Other daily rates: Level V Private
Child Care Residential $210
Psychiatric Residential
Treatment Facility $256
Out of State Facility $350
Psychiatric Hospital $394

This is not a new problem, but it is a complex one that requires careful planning to solve:

• Placement, both in-state and out-of-state, for more difficult to serve children and youth has been discussed for a number of years. Some time in 2002 or 2003 then Secretary for Family and Children Viola Miller issued a Request for Proposal to create two pilot programs to serve such children and youth. In addition, in 2005 the legislature charged the Cabinet for Health and Family Services to “investigate the need for children's psychiatric residential treatment services for specialized populations including, but not limited to, sexual offenders, children with physical and developmental disabilities, and children with dual diagnoses.” KRS 216B.455(7). The report concluded that in addition to the core services currently offered by PRTFs, additional services would be needed for each of the populations with accompanying additional reimbursement rates.
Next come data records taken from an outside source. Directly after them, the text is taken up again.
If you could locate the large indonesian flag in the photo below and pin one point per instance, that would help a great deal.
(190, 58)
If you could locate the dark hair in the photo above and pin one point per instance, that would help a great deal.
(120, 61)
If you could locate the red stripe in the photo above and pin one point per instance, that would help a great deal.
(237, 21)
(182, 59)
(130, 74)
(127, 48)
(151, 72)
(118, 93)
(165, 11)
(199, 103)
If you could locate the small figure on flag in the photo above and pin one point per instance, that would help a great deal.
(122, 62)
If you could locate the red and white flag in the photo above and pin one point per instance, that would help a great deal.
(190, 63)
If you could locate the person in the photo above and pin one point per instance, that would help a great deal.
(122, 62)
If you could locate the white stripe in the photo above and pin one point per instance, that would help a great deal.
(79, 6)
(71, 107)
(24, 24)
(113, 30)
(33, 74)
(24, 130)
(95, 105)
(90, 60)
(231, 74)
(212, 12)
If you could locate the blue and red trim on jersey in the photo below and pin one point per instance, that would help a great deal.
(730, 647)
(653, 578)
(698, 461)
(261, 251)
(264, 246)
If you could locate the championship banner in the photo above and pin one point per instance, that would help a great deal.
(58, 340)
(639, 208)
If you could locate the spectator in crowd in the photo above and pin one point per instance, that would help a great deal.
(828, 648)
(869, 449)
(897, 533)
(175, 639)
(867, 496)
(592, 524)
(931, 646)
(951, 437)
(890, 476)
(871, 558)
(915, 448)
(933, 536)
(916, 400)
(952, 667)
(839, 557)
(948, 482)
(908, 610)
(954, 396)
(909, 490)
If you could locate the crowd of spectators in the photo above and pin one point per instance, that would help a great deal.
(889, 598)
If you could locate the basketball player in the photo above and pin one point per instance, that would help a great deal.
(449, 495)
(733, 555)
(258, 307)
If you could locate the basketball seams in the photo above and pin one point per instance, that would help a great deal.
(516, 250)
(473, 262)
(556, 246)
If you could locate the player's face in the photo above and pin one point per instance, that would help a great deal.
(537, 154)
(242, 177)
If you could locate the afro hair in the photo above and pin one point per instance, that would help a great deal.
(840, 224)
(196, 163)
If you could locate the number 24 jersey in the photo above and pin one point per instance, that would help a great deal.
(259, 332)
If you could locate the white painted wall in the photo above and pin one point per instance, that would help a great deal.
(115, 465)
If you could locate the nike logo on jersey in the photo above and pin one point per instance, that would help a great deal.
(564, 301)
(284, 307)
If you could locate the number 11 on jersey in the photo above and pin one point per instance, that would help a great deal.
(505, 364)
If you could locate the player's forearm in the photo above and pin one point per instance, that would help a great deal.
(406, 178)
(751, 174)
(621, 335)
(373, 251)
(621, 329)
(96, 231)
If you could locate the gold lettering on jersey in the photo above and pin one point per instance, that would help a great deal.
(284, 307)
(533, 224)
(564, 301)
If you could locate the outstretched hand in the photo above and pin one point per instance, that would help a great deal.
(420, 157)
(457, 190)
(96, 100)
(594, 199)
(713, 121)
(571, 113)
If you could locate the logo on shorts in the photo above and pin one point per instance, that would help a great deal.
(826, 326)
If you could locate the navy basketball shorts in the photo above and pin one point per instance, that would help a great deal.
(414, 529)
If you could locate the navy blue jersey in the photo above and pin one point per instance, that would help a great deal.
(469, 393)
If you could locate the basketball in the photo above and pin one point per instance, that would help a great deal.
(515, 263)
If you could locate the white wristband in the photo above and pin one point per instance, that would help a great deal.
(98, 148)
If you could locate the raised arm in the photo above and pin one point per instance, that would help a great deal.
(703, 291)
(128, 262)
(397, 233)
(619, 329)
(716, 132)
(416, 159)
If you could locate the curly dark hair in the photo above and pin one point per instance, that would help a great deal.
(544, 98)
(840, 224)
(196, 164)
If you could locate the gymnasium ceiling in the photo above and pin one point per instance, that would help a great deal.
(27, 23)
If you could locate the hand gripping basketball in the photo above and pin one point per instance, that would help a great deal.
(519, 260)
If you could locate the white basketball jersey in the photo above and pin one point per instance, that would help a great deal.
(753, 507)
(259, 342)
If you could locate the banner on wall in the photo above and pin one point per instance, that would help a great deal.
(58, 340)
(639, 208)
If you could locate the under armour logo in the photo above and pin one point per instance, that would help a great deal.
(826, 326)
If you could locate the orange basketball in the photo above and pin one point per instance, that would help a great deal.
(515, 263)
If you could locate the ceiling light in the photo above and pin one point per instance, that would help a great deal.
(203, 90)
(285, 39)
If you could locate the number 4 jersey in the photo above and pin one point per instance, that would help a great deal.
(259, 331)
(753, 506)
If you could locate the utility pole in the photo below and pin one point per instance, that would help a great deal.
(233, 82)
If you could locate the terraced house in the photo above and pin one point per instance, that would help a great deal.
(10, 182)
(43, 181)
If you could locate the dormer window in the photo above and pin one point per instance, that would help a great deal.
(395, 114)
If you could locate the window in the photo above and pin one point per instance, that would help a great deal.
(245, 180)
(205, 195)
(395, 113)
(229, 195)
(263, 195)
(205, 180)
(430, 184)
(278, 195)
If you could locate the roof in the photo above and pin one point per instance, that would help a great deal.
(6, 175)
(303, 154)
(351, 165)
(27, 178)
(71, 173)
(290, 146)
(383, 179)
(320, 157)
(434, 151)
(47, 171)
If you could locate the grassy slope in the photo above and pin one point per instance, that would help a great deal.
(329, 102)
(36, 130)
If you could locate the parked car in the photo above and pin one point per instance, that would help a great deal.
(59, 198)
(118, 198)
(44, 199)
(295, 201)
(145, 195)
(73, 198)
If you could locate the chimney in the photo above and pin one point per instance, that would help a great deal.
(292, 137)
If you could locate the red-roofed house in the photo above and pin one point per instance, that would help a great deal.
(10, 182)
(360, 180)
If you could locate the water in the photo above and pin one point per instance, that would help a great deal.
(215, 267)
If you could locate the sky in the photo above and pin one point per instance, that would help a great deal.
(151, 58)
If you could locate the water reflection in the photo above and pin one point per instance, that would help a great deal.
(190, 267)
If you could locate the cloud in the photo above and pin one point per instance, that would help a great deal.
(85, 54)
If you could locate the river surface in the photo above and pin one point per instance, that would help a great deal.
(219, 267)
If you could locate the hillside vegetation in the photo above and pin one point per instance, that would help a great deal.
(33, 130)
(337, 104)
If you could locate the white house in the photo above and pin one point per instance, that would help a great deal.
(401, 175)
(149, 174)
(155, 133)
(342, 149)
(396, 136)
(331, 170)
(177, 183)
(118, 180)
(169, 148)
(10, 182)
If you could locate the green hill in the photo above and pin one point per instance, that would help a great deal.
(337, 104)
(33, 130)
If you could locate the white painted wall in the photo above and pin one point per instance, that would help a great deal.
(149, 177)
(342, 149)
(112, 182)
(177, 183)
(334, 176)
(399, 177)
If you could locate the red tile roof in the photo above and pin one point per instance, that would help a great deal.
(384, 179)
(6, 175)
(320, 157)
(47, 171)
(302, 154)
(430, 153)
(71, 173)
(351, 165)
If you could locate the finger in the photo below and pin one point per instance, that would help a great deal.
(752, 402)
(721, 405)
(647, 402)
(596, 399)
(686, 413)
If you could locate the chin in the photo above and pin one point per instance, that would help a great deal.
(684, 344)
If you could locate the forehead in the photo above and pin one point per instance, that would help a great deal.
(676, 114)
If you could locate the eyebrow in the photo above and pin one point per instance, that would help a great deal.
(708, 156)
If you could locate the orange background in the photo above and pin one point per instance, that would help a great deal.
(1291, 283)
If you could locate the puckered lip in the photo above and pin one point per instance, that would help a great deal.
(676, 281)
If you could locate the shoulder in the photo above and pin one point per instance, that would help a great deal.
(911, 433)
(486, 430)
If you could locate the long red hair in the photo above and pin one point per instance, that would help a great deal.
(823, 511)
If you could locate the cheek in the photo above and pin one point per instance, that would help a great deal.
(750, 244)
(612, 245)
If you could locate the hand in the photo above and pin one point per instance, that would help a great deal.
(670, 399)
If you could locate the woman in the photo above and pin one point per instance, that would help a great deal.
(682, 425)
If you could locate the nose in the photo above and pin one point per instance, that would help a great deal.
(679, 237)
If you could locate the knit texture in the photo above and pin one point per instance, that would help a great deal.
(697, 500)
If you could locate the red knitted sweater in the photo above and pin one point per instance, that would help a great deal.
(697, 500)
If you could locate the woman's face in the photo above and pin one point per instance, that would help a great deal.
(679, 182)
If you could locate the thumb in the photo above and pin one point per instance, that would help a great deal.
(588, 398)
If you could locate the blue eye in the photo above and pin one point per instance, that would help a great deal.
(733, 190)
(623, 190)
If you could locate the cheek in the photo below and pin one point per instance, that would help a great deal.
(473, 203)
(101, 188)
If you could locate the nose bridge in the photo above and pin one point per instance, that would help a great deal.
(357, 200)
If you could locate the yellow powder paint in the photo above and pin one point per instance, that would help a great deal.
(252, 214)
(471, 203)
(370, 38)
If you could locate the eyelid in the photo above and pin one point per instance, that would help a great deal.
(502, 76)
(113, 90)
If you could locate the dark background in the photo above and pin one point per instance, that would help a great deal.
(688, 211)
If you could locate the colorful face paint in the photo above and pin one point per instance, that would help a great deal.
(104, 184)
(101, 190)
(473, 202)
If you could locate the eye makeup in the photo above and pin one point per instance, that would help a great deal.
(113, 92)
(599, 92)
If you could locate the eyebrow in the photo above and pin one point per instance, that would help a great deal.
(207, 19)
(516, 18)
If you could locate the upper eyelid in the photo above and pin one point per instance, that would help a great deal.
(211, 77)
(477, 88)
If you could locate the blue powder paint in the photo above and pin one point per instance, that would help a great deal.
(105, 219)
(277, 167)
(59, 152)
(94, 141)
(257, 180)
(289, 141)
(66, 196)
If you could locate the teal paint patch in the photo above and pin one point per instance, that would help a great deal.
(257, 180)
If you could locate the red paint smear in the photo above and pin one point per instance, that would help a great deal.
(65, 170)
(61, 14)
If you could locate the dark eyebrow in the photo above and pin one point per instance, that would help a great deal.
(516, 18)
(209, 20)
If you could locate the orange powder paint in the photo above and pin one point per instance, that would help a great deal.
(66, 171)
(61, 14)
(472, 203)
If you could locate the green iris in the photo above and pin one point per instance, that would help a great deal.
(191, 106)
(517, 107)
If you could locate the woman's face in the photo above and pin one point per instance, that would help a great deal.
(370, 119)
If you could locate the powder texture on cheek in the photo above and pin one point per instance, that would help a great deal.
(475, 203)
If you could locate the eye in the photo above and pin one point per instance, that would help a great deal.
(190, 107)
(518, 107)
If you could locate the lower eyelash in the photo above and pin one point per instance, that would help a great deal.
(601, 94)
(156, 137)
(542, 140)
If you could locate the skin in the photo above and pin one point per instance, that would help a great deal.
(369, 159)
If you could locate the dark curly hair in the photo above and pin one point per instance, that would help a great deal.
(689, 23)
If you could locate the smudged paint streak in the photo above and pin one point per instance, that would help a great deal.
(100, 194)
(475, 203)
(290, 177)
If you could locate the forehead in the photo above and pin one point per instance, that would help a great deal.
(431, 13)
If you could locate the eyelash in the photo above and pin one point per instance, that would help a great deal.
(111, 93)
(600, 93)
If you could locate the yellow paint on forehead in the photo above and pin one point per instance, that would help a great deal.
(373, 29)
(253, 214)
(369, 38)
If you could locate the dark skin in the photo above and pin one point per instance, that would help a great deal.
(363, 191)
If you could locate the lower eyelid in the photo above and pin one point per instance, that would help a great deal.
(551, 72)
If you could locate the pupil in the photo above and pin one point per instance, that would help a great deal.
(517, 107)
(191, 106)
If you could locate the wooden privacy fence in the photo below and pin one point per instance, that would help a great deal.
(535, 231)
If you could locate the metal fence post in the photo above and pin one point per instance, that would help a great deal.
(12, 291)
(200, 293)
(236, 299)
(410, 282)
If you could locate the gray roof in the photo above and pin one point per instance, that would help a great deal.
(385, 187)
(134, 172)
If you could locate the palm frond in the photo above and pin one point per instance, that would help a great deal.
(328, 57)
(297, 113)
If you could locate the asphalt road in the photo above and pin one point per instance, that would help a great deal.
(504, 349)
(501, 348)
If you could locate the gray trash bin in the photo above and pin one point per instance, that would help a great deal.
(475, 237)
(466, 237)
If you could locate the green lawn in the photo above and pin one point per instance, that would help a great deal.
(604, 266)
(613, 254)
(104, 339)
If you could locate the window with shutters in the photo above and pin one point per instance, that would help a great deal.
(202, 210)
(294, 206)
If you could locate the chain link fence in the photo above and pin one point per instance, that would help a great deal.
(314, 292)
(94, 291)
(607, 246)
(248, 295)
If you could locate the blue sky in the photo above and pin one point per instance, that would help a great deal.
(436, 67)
The answer is in the community:

• Many experts and their professional literature have concluded that intensive, home-based services are effective and superior treatment for children and youth with serious emotional disturbances (SED).
• US Congress recognized this and charged Substance Abuse and Mental Health Services Administration (SAMHSA) in the Department of Health and Human Services with creating the Comprehensive Community Mental Health Services Program for Children and Their Families in 1992. The program provides grants for improving and expanding community-based systems of care for the estimated nationwide 4.5-6.3 million children with SED and their families.
• One of the goals of former President George W. Bush’s New Freedom Commission’s on Mental Health was “to recommend improvements to enable adults with serious mental illness and children with serious emotional disturbances to live, work, learn, and participate fully in their communities.”
• President Obama believes that more can be done to show federal leadership toward ending the institutional bias and more rigorously enforcing the Supreme Court’s Olmstead decision which requires persons to be served in the most integrated setting. http://www.whitehouse.gov/issues/disabilities/
• Per a report by Leslie Schwalbe, MPA, entitled “Promoting Mental Health Transformations: Development and Implementation of Financing Strategies for Kentucky's Mental Health System”, Kentucky spends significantly more than the national average on psychiatric hospital inpatient care (57% vs. 28%) and significantly less on community mental health services (43% vs. 69%). Building more institutions will further tilt this backward-looking approach to mental health care.
• Kentucky Protection and Advocacy believes that children and youth with SED can and should be served in their communities with intensive, wrap-around services; psychiatric hospitalization should only be used for short-term crisis stabilization. This includes children and youth placed in foster care and those currently placed out-of-state.